An autonomous agent that generates Python code, adversarially tests it with edge cases, diagnoses failures through structured root-cause analysis, and iteratively repairs the solution β€” all without human input. The core problem: LLMs produce incorrect code on the first attempt more often than not. This system treats that as a solvable engineering problem by wrapping the LLM in a structured, self-correcting feedback loop.

Run it now
πŸ€— HF Spaces β€” no setup required Runs on CPU, expect 30–90s per agent step
πŸ”¬ Google Colab β€” GPU T4 GPU, public gradio.live link via share=True

Demo

Self-Healing Code Agent β€” live run

Live run: the agent generated a Python solution, tested it adversarially, diagnosed a failure, and applied a targeted repair β€” all autonomously. Execution Timeline (bottom left) and Learning Log (right) update in real time.


How to Run It

⚠️ Deploying to HuggingFace Spaces? See docs/deployment-issues.md for a full log of known failure modes and fixes encountered during this build.

Prerequisites

  • Python 3.11+
  • ANTHROPIC_API_KEY β€” required for all non-generator roles (QA, debugger, critic, memory summarizer)
  • Ollama running locally (ollama serve) β€” optional, used only for the generator role
pip install -r requirements.txt
# Option 1: Ollama generator + Claude for smart roles (recommended locally)
ollama pull llama3.2:3b
ANTHROPIC_API_KEY=sk-ant-... python app.py

# Option 2: All roles use Claude (no Ollama needed; repair loop triggers less often)
LLM_PROVIDER=anthropic ANTHROPIC_API_KEY=sk-ant-... python app.py

With HuggingFace Transformers (HF Spaces / GPU)

pip install transformers torch accelerate
# LLM_PROVIDER=huggingface is REQUIRED to route the generator role to the local 3B model.
# Without it, the generator silently falls back to Claude (repair loop rarely triggers).
LLM_PROVIDER=huggingface ANTHROPIC_API_KEY=sk-ant-... python app.py

Mock mode (no models required)

LLM_PROVIDER=mock python app.py

Running Benchmarks

# Full benchmark (requires real LLM provider)
python -m evaluation.run_benchmark --provider ollama --max-iterations 4

# Single task
python -m evaluation.run_benchmark --task-ids interval_merge_001 --provider ollama

Running Tests

# All tests (uses mock provider β€” no models needed)
LLM_PROVIDER=mock pytest

# Single test file
LLM_PROVIDER=mock pytest tests/test_sandbox.py -v

Architecture

This system has three architectural layers with meaningfully different properties:

Layer 1: Orchestrated Pipeline (deterministic flow)

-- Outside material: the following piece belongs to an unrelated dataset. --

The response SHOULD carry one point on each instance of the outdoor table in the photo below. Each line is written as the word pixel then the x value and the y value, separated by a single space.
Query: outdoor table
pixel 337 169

The Generator, QA, Executor, and Memory Summarizer nodes run in a fixed order. They are LLM-augmented steps, not autonomous agents β€” each receives a structured prompt, calls the LLM once, validates the output against a JSON schema, and passes results downstream. The LangGraph state machine handles routing.

Layer 2: Agentic Investigation (autonomous decision-making)

The Debugger is the one genuinely agentic component. It runs a ReAct loop: think β†’ use tool β†’ observe β†’ repeat β†’ conclude. It can invoke three tools before issuing its final diagnosis:

  • run_snippet: execute a Python snippet to test an edge-case hypothesis
  • inspect_function: parse AST to verify function signatures and docstrings
  • diff_iterations: compare code across repair attempts to track convergence

This is where actual autonomous multi-step reasoning happens β€” the LLM decides which tools to use, in what order, and when to stop investigating.

Layer 3: Human Oversight (configurable autonomy)

Configurable via AgentConfig.autonomy_level:

  • review_repairs (default): pause before each repair for human approval via interrupt()
  • full_auto: no interrupts β€” fully autonomous repair loop (used by the HF Spaces deployment, set in app.py)
  • review_all: pause before generation AND before each repair

The HF Spaces entry point (app.py at the repo root) explicitly overrides this to full_auto because LangGraph's interrupt() pause/resume flow can desynchronize with Gradio's streaming generator on hosted deployments.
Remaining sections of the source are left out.